When Bhim was six years old, his mother died, and he was brought up by his father's sister Meerabai until Ramji remarried. His father was a strict, pious man, and avoided meat and drink. Along with his children, he often sang devotional songs composed by Namdev, Tukaram, Moropant and Mukteshwar, and read stories from the Ramayana and the Mahabharata.
After his retirement, Bhimrao's father settled in Satara Maharashtra. Bhimrao was enrolled in the local school. Bhimrao Ambedkar experienced caste discrimination right from the childhood. Bhim began to notice that he and his family were treated differently. At high school he had to sit in the corner of the room on a rough mat, away from the desks of the other pupils. At break-time, he was not allowed to drink water using the cups his fellow school children used. He had to hold his cupped hands out to have water poured into them by the school peon. Some days, he could not get water because the peon is away.
Once, he and his elder brother had to travel to Goregaon, where their father worked as a cashier, to spend their summer holidays. They got off the train and waited for a long time at the station, but Ramji did not arrive to meet them. The station master seemed kind, and asked them who they were and where they were going. The boys were very well-dressed, clean, and polite. Bhim, without thinking, told him they were Mahars (a group classed as ‘untouchables’). The station master was stunned - his face changed its kindly expression and he went away.
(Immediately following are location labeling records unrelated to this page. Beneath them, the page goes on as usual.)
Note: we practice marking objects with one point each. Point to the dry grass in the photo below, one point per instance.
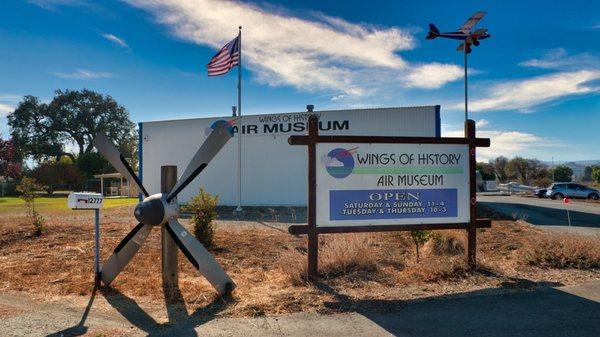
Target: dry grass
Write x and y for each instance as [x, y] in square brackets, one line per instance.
[269, 266]
[339, 255]
[564, 251]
Bhim decided to hire a bullock-cart to take them to their father - this was before motor cars were used as taxis - but the cart-men had heard that the boys were ‘untouchables’, and wanted nothing to do with them. Finally, they had to agree to pay double the usual cost of the journey, plus they had to drive the cart themselves, while the driver walked beside it. He was afraid of being polluted by the boys, because they were ‘untouchables’. However, the extra money persuaded him that he could have his cart ‘purified’ later! Throughout the journey, Bhim thought constantly about what had happened - yet he could not understand the reason for it. He and his brother were clean and neatly dressed. Yet they were supposed to pollute and make unclean everything they touched and all that touched them
Bhim never forgot this incident. As he grew up, such senseless insults made him realise that what society called ‘untouchability’ was stupid, cruel, and unreasonable. His sister had to cut his hair at home because the village barbers were afraid of being polluted by an ‘untouchable’.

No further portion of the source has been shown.